As governments continue to close off avenues of terrorist financing, violent extremist groups have successfully innovated and found new ways to raise, access, and liquidate funds. Historically, when terrorist groups faced challenges with their traditional methods of financing, they had no qualms about shifting strategies and leveraging other forms of money laundering, whether it be hawala (a traditional informal money transfer system that is still used, especially in the Middle East and South Asia), cryptocurrencies, or “trade-based money laundering.” Recently, the United States and its allies have pressured cryptocurrencies and exchanges to crack down on illicit financial activities, constraining terrorist groups’ economic actions. As many extremists are already familiar with video games and have used them in other contexts, these markets would be a logical next option for conducting financial activity.

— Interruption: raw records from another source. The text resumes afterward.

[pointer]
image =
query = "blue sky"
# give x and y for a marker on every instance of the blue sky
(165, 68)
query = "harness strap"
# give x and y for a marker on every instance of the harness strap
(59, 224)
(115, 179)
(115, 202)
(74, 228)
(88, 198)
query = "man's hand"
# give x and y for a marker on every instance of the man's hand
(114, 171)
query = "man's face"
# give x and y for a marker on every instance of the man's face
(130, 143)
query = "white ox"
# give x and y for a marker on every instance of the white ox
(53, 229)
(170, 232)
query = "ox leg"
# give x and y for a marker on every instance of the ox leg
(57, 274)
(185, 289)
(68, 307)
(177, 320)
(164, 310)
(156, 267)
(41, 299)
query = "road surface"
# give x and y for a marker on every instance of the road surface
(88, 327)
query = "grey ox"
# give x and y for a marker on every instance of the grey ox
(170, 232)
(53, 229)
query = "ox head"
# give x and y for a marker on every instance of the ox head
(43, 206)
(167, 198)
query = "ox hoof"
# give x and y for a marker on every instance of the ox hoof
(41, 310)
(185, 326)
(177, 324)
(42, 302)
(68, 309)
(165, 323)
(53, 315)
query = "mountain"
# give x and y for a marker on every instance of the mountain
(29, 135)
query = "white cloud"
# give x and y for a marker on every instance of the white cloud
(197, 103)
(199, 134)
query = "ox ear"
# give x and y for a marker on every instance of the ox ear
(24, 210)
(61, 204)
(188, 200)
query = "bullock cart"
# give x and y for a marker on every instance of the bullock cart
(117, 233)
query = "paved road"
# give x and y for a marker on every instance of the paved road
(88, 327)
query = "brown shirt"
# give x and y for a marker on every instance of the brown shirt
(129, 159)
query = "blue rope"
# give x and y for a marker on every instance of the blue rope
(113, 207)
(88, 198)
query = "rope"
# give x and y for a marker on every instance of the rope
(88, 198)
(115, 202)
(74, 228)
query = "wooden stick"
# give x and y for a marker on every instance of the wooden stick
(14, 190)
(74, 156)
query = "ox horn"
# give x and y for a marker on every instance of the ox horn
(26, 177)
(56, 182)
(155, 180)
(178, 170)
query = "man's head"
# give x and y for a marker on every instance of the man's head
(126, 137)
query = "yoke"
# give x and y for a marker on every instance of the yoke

There is some skepticism that video games are a scalable method of money laundering and terrorist financing, as transactions may not be sufficiently valuable for criminals and terrorists to employ as a primary tool. However, data collected on microtransactions and the sale of digital video game items from the past several years indicates that virtual transactions can be lucrative. Because video games lack sufficient oversight and are relatively easy to exploit, criminals can quickly launder large amounts through thousands of small transactions—a familiar method for some terrorist groups.

Klein concludes:

As terrorists seek new methods of conducting financial activity, governments must remain one step ahead and consider how they can proactively investigate and close extant avenues for terrorist financing. Video game markets are currently ripe for financial abuse. Governments should implement FATF’s Recommendation 15 more forcefully and institute AML/CFT regulations to detect and deter terrorist financing. Meanwhile, FATF and other organizations combating money laundering and terrorist financing should take the threat of money laundering through video games seriously and expand their review to include a variety of virtual assets. Finally, online video games should consider implementing AML/CFT best practices, like Second Life did when it required players to register with a subsidiary company that was registered as a money service business.